We may earn a commission when you buy through links in our articles. Learn more.

Inside a screen, built into a motherboard – manufacturers are already doing strange things with the GTX 1080 and 1070

GTX 1080 in a monitor

Strange being a relative term, of course. I don’t mean ‘strange’ like the Roswell incident or Lord Lucan’s disappearance. Putting a GTX 1080 inside a 34-inch curved monitor is a level of strange more akin to Christopher Walken’s speech patterns, or the look in Garey Busey’s eyes. Likewise slapping the PCB onto a motherboard. Just weeks after the former’s release, and before the latter even arrives, hardware companies are getting creative with NVIDIA’s new silicon.

Into hardware that hasn’t gone mainstream yet like those other sellouts? Don your goggles and try the best VR games on PC.
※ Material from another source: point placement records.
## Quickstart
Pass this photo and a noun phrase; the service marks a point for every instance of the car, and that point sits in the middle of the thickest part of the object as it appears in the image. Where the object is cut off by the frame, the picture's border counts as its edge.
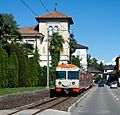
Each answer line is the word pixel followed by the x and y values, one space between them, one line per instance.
pixel 113 85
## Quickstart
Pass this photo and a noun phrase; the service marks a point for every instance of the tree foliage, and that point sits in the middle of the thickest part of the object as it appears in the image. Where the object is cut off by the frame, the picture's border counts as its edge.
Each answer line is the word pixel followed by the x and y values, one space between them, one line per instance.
pixel 13 70
pixel 3 68
pixel 73 45
pixel 8 29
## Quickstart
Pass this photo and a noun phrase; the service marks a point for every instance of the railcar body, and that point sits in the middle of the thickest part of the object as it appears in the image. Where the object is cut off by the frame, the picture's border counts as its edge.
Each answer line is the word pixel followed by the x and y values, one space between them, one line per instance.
pixel 69 79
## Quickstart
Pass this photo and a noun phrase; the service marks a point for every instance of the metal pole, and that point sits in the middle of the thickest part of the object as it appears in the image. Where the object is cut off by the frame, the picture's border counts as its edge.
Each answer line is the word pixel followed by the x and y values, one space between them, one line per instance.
pixel 48 58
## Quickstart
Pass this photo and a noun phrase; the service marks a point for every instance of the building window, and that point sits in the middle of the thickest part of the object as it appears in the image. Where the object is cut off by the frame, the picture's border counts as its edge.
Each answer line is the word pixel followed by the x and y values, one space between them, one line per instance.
pixel 56 29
Let’s start with the Colorful GTX 1070 on a motherboard – it’s a proof of concept piece from the OEM manufacturer, built around Intel’s B150 chipset that allows for Skylake CPUs to be installed. With HP recently demonstrating the fruits of their research into VR backpacks – one more time, for emphasis, VR backpacks – it could well be integrated mobos like this that power mobile virtual reality tech.

Much more likely than us all wandering around in virtual worlds wearing computers over our shoulders though, is the prospect of super-compact all-in-one systems built with i7 6700K CPUs and GTX 1070s, which currently will buy you flawless 1440p performance in any game you care to name. It’s an interesting proof of concept that shows the potential of that 1070’s low TDP.
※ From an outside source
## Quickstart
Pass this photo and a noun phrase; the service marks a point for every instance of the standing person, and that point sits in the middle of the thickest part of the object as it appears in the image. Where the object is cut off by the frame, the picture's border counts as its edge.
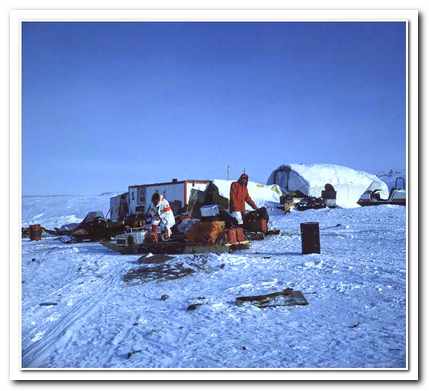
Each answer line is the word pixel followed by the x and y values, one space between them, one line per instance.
pixel 238 197
pixel 161 215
Then there’s Digital Storm’s 34-inch, curved Aura all-in-one PC with a, er… there’s no easy way to say this. They’ve… put a GTX 1080 inside it:

GTX 1080 in a monitor

As for how and why, well you’d have to take it up with Digital Storm. Or you could go ahead and buy one for $3,000-$3,500 if you like. Try not to think about how you’ll just sit there sobbing in front of that 3440 x 1440 display when the hardware inside it becomes obsolete as you do so, though.

What this bizarre emerging trends of pushing graphics cards in surprising places tells us, if nothing else, is that the relatively low TDP of Pascal cards is good news for mobile devices and all-in-ones.